Blistering quick acceleration is helped with a seven-speed dual-clutch automatic transmission, one that McLaren calls “Seamless Shift Gearbox”, or SSG. Purists may ask for a manual transmission, but we’ve now crossed over that threshold when automatics have just become so good that it’s physically impossible for any human to pull off a faster shift than a good twin-clutch. Ferrari, Lamborghini, and McLaren have all accepted well-tuned DCTs as their de facto gearboxes, leaving Aston Martin almost completely alone in the war to save the manual. The 570GT sends power to the rear wheels; no all-wheel-drive variant is available, though this is a more livable and comfortable (yet no less wild) alternative to something like an Audi R8 V10 Plus (reviewed here). Speaking of Audis and traction: this 570GT is so good at putting all that power to the ground – McLaren’s excellent traction control is nothing short of amazing. It almost felt like all four wheels were getting the job done.
The 570GT uses the same carbon-fiber tub and mid-engine layout as the 570S, but there are some significant chassis changes that alter the car’s behaviour.
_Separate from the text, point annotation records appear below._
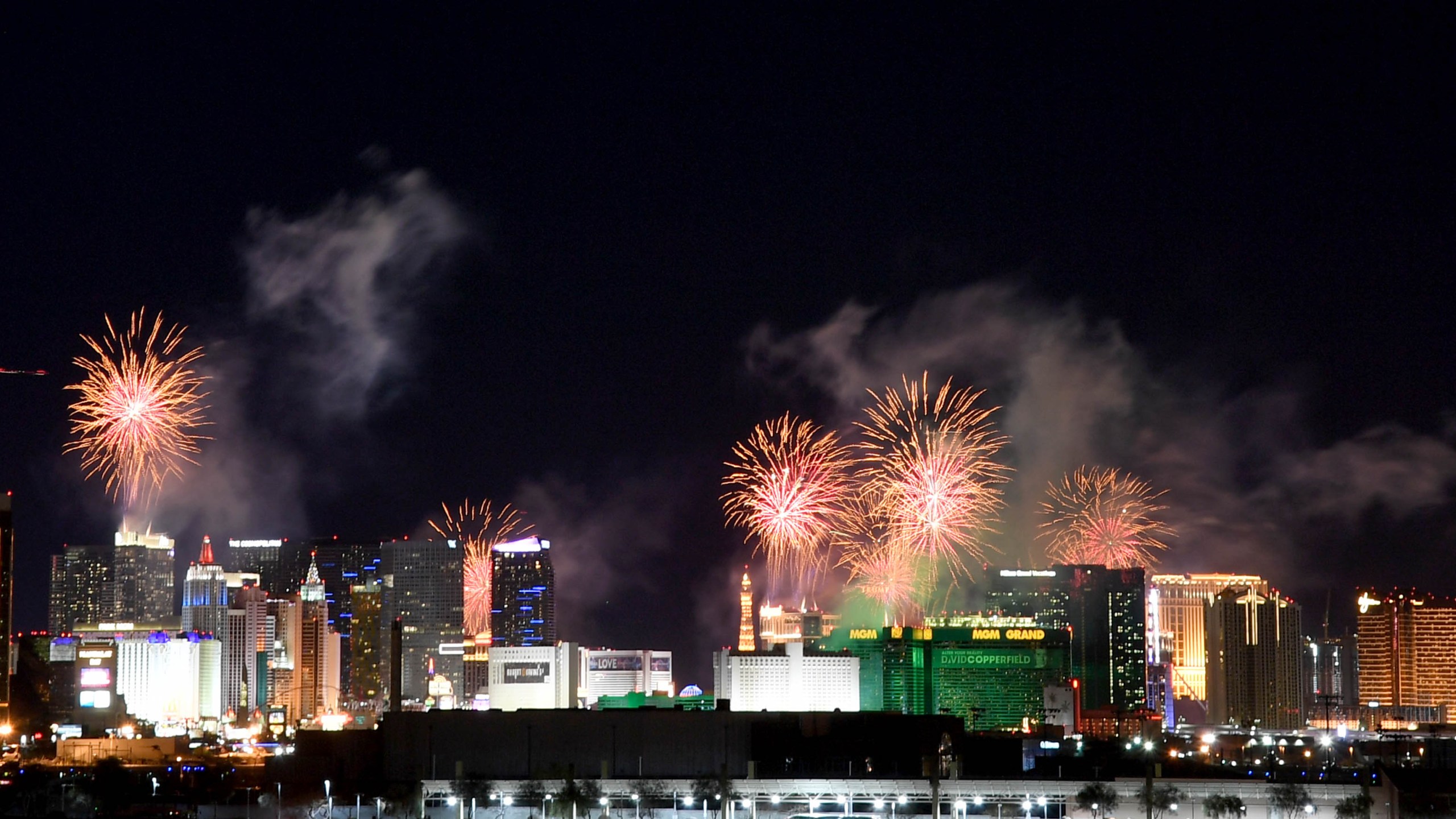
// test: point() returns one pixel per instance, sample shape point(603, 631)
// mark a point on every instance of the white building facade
point(535, 677)
point(169, 678)
point(787, 680)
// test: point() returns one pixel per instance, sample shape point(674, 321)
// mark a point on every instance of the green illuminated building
point(1106, 611)
point(992, 672)
point(638, 700)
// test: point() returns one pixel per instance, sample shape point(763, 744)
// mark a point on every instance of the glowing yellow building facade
point(1407, 647)
point(1178, 631)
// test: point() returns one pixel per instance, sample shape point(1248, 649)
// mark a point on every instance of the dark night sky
point(1210, 248)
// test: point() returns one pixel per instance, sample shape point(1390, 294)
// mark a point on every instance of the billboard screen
point(95, 700)
point(524, 672)
point(615, 664)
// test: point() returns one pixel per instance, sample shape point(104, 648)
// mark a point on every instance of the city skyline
point(570, 263)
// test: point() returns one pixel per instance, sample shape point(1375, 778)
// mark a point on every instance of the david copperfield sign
point(992, 657)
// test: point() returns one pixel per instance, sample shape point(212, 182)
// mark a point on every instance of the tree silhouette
point(1223, 806)
point(1290, 799)
point(1355, 806)
point(1163, 799)
point(1097, 797)
point(111, 786)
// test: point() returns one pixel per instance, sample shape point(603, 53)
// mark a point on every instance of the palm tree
point(1290, 799)
point(1223, 806)
point(1098, 797)
point(1355, 806)
point(1163, 799)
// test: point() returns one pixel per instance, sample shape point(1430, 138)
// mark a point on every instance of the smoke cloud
point(332, 301)
point(1246, 489)
point(341, 284)
point(605, 544)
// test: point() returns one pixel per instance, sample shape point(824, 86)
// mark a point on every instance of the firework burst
point(478, 528)
point(139, 410)
point(1100, 516)
point(880, 568)
point(788, 487)
point(929, 462)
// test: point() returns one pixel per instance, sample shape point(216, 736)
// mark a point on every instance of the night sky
point(570, 258)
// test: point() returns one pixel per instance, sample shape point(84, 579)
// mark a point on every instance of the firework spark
point(929, 461)
point(880, 568)
point(478, 528)
point(789, 484)
point(1100, 516)
point(139, 408)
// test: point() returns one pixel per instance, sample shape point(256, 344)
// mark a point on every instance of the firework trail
point(139, 408)
point(479, 528)
point(1098, 516)
point(788, 486)
point(880, 568)
point(929, 464)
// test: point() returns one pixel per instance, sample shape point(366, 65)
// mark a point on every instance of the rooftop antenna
point(1327, 615)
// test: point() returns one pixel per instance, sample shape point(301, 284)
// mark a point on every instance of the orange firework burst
point(1098, 516)
point(478, 528)
point(929, 462)
point(139, 407)
point(880, 568)
point(789, 483)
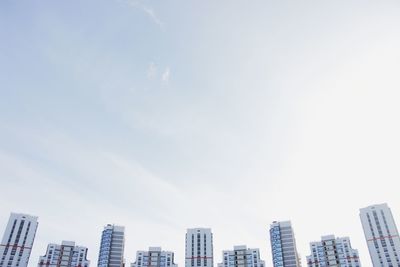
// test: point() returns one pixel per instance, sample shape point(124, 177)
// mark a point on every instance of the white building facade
point(241, 256)
point(64, 255)
point(283, 245)
point(331, 251)
point(199, 248)
point(381, 235)
point(112, 245)
point(17, 242)
point(154, 257)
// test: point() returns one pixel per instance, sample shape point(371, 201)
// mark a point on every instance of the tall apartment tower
point(155, 257)
point(199, 248)
point(112, 244)
point(381, 235)
point(241, 256)
point(283, 245)
point(64, 255)
point(331, 251)
point(17, 242)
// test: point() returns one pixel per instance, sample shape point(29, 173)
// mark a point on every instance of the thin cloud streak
point(149, 12)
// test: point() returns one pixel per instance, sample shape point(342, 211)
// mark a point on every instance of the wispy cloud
point(149, 12)
point(165, 75)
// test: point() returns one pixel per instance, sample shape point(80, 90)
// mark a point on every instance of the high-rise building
point(241, 256)
point(155, 257)
point(381, 235)
point(331, 251)
point(64, 255)
point(17, 241)
point(283, 245)
point(199, 248)
point(112, 247)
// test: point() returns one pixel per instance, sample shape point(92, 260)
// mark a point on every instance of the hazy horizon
point(162, 115)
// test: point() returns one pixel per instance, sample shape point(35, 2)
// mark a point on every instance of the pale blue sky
point(163, 115)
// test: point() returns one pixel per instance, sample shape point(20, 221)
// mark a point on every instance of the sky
point(166, 115)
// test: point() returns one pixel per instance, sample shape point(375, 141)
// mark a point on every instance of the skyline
point(161, 115)
point(286, 224)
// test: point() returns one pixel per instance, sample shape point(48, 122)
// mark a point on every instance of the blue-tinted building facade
point(112, 243)
point(283, 245)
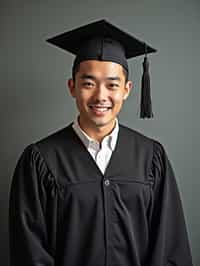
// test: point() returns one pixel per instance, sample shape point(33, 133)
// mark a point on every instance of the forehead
point(105, 68)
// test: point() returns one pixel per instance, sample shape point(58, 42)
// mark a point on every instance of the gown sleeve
point(169, 243)
point(30, 241)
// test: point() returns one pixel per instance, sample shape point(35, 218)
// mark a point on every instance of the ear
point(71, 86)
point(128, 88)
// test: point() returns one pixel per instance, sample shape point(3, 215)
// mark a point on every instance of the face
point(100, 90)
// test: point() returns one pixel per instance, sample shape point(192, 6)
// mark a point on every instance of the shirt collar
point(109, 140)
Remember; this is the grand touring model and not meant to be a track day hero. McLaren has implemented a reduction in spring rates, 15% in front and 10% out back. When comparing to the 570S, the 570GT’s adjustable dampers have been modified for a better ride. Again, only when the two are side by side are these changes evident, and we were amazed at how well damped the 570GT is. Cresting a hill on a curvy, nearly abandoned rural back road the car just hugged the pavement with poise and confidence – no issues whatsoever. When cornering, the tight suspension minimized body roll and kept both occupants snug in the well-bolstered seats.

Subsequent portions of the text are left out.